Sue LeMaich
- Born: Canada
- Sport country: Canada

= Sue LeMaich =

Canadian snooker player)

Sue LeMaich is a Canadian snooker player. She was runner-up in the 1986 World Women's Snooker Championship.

==Biography==
In both 1980 and 1981, LeMaich was beaten by Lesley McIlrath at the last 16 stage of the World Women's Snooker Championship. At the 1983 Championship, she beat L. Coleman 3–1, Jennifer Poulter 4–0, and Allison Fisher 5–1 in the knockout stages, before losing 5–6 to Maureen Baynton in the semi-final. Baynton had led 3-0 before LeMaitch levelled at 3-3. Baynton took the next , then LeMaitch won the two after that to lead 5–4. Baynton then won the concluding two frames, to win the match.

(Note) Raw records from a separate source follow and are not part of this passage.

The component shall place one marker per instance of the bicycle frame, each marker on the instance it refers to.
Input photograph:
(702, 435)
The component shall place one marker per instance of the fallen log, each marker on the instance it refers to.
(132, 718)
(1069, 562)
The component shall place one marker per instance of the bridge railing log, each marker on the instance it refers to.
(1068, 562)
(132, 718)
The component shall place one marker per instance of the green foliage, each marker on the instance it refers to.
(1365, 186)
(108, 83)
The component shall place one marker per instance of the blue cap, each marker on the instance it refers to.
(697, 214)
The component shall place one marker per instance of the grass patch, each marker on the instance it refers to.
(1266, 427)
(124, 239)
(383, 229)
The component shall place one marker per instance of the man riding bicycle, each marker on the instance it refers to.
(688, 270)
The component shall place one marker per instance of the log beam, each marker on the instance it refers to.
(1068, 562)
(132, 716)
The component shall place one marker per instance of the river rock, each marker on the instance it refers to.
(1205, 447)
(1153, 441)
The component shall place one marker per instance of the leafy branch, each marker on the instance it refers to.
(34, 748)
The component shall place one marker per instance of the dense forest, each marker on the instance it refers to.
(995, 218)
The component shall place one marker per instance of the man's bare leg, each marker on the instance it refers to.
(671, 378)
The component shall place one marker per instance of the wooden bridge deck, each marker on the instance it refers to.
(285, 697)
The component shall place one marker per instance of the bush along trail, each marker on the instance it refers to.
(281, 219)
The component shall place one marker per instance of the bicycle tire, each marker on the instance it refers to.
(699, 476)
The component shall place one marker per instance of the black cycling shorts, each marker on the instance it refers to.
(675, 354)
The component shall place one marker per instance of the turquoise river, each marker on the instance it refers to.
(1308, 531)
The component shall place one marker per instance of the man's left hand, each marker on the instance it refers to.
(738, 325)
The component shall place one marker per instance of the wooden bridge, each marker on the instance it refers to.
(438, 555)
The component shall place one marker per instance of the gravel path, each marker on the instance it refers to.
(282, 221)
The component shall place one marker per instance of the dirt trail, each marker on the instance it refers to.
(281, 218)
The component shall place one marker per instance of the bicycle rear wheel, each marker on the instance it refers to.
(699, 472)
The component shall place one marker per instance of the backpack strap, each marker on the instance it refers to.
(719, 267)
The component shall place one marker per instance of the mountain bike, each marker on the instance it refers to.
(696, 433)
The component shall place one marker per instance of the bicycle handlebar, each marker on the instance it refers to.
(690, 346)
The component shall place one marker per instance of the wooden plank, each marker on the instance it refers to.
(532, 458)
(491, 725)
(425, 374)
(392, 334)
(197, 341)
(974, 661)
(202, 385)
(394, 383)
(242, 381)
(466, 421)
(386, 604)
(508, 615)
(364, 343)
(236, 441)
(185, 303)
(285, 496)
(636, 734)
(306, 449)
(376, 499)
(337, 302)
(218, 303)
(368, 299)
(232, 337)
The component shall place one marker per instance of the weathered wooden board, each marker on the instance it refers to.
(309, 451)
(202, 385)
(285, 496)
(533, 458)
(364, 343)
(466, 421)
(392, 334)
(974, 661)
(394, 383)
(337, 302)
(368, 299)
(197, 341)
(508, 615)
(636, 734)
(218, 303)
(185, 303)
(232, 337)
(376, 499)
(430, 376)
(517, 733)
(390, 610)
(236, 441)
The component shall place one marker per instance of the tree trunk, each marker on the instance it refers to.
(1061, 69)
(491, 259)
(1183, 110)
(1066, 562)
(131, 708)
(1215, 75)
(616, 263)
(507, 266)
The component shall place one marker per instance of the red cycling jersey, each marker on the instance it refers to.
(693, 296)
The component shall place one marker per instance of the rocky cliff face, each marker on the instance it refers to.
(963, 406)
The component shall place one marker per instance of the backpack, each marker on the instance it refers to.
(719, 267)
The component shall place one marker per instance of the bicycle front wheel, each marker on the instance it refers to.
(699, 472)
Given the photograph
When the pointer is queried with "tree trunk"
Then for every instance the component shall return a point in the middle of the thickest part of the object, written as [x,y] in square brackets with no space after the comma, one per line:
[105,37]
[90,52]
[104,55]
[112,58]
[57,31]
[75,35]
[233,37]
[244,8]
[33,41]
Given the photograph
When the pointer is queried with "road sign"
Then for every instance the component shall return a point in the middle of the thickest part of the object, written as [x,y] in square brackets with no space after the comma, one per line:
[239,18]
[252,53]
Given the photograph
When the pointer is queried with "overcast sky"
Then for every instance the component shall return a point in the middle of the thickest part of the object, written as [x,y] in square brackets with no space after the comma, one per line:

She was third in the 1984 National Express Grand Prix ladies snooker series. LeMaich won two of the five tournaments, those held in Basingstoke and Peterborough, beating eventual series winner Mandy Fisher in both finals. In the 1986 World Ladies Snooker Championship, LeMaich beat Agnes Davies 3–1 in the last 16, then Stacey Hillyard 4–3 in the quarter-final, and Kim Shaw 4–3 in the semi-final. In the final, she lost 0–5 to defending champion Allison Fisher.

LeMaich won a number of Canadian snooker titles, and also sometimes played in Nine-ball pool tournaments sometimes, before a back problem forced her to retire at the age of 31, in about 1988.

As of 1999, she was credited with being the woman player with the most breaks, 12, with a top break of 128.

==Titles and achievements==
Snooker
- 1986 Professional World Women's Snooker Championship runner-up.